The Texas Medical Association (TMA) joins the American Medical Association (AMA) and the Military Officers Association of America (MOAA) in calling on Congress to stop a scheduled 27.4-percent cut in Medicare and TRICARE physician payments.* The cut is scheduled to take effect on Jan. 1 unless Congress intervenes. TRICARE is the health insurer for America’s military families, while Medicare insures senior citizens and people with disabilities. TRICARE bases its rates on Medicare rates.  

“As we honor our veterans, our nation should show its appreciation for our military by upholding our commitment to care for their families,” said TMA President C. Bruce Malone, MD. “Physicians want to care for these families just as we love caring for our Medicare patients, but we need Congress to do its part, so we can do ours. It is tragic that there is even a doubt,” added Dr. Malone, a military veteran himself. 

The Medicare and TRICARE physician payment problem has existed for 10 years. Federal law adjusts Medicare payments to physicians annually using the Sustainable Growth Rate (SGR) formula. Because of flaws in how it was designed, the SGR formula has mandated 11 physician payment cuts – every year for the past decade. Only short-term congressional fixes have stopped most of the cuts. In 2010 alone, Congress had to intervene five times to stop a 25-percent cut. Yet during this same 10-year period, hospitals, skilled nursing homes, home health agencies, and inpatient rehabilitation facilities all received annual Medicare pay increases, because they are paid by a different formula. TMA believes, at a minimum, Washington needs to fix the broken physician payment system before giving more payment updates to other Medicare providers.

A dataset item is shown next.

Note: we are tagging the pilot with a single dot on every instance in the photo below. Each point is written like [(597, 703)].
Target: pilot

As it is, military families, seniors, and Texans with disabilities are at serious risk of losing their doctors. A new TMA survey indicates that 50 percent of Texas physicians are considering opting out of the Medicare program altogether. In Texas alone, nearly 870,000 patients rely on TRICARE, and 2.9 million more rely on Medicare. 

“It’s tragic. Medicare simply cannot work without physicians to care for the millions of patients who depend on it. Congress can’t wait any longer,” added Dr. Malone. 

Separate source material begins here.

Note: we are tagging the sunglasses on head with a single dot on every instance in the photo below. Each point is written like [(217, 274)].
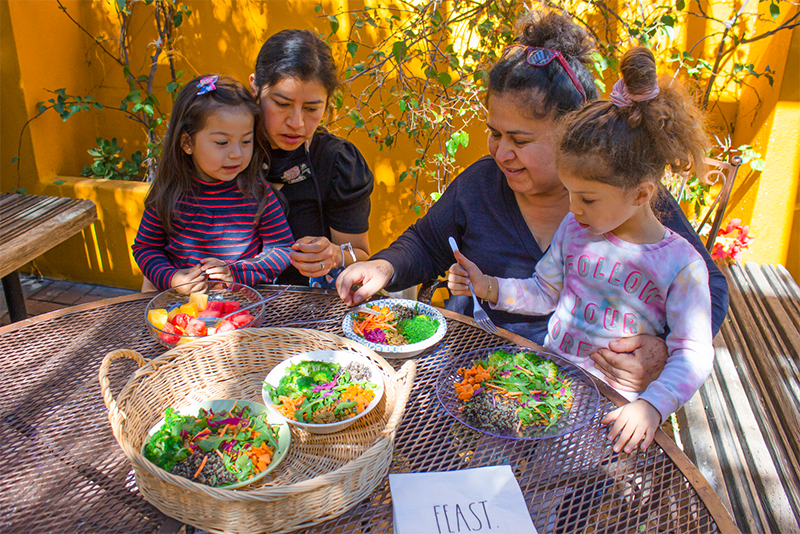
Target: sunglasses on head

That is why TMA, AMA, and MOAA are asking the United States Joint Select Committee on Deficit Reduction to send legislation to Congress that will repeal the Medicare physician formula before the cut takes place. 

“This payment cut is the No. 1 threat to military beneficiaries’ health care access,” said MOAA President Vice Admiral Norb Ryan Jr., USN-Ret. “Having just returned from visiting with our troops in Afghanistan earlier this month, I know the last thing our deployed service members should have to worry about is whether their sick spouse or child will have a difficult time getting the health care they need.”

“As a physician who served in the military, I understand how important TRICARE is for service members and their families,” said AMA Board Chair Robert Wah, MD, who served as a captain in the United States Navy Medical Corps for 23 years. “Members of the military and their families are already making great sacrifices every day; access to health care should not be one of them.”

TMA is the largest state medical society in the nation, representing more than 45,000 physician and medical student members. It is located in Austin and has 120 component county medical societies around the state. TMA’s key objective since 1853 is to improve the health of all Texans.